He began by paying tribute to his “excellent women clergy colleagues who give of themselves with extraordinary dedication to the people of Coventry and Warwickshire.”

He continued: “The common life of Coventry and Warwickshire depends on the leadership of women in every other sphere—in political and civic life, in business activity and public institutions, in the arts and sport, and in the myriad of charities and agencies that care for those in need and raise the quality of our life together.

“It was notable that at our recent Coventry and Warwickshire Community Awards six of the seven prizes were awarded to women, all of them remarkable people.”

Bishop Christopher also spoke about the great relevance of Coventry’s history to the world today. He called for the centenary anniversary of the First World War to remember that the tears of German widows and mothers flowed with the same agony as those of British and Commonwealth women.

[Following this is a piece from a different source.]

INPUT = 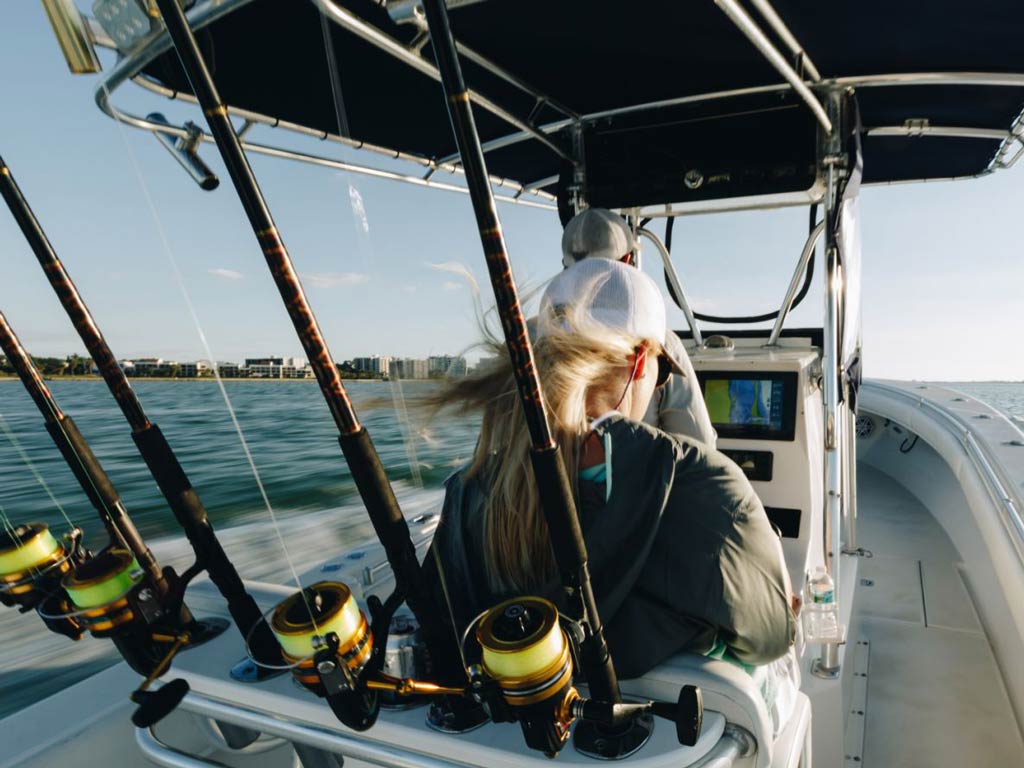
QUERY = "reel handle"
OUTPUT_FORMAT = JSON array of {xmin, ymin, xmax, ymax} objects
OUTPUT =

The bishop continued: “My Lords will know that although International Women’s Day had its origins in the movement for women’s suffrage, during the First World War its focus shifted to the struggle against war—war waged through so much of history by men, but suffered by women and their children.

“My own grandmother was one of them. She died as a result of running down the steps of a London underground station fleeing a Zeppelin raid in 1917. She was pregnant with my father’s brother. My father was left motherless, the only child of a father who was overwhelmed and who turned to his own mother to care for his son.

“And she did a great job. He died just before I became a bishop, so he had no idea I would be standing here today, but he would have been 100 years old on this coming Sunday.”

Bishop Christopher has been asked to preach at the Kaiser Wilhelm Memorial Church, in Berlin, in Novem-ber when it marks the 70th anniversary of its destruction in an Allied air raid. While in the city he will pay his respects at Germany’s national memorial for victims of war and violence—Käthe Kollwitz’s statue of a weeping mother holding her dead son.

He concluded his speech: “It is alongside and with our former enemy who is now our friend that we reflect with Germany and our European partners on the impact of war on our continent and share a commitment to work for a reconciled and peaceful future for the world.”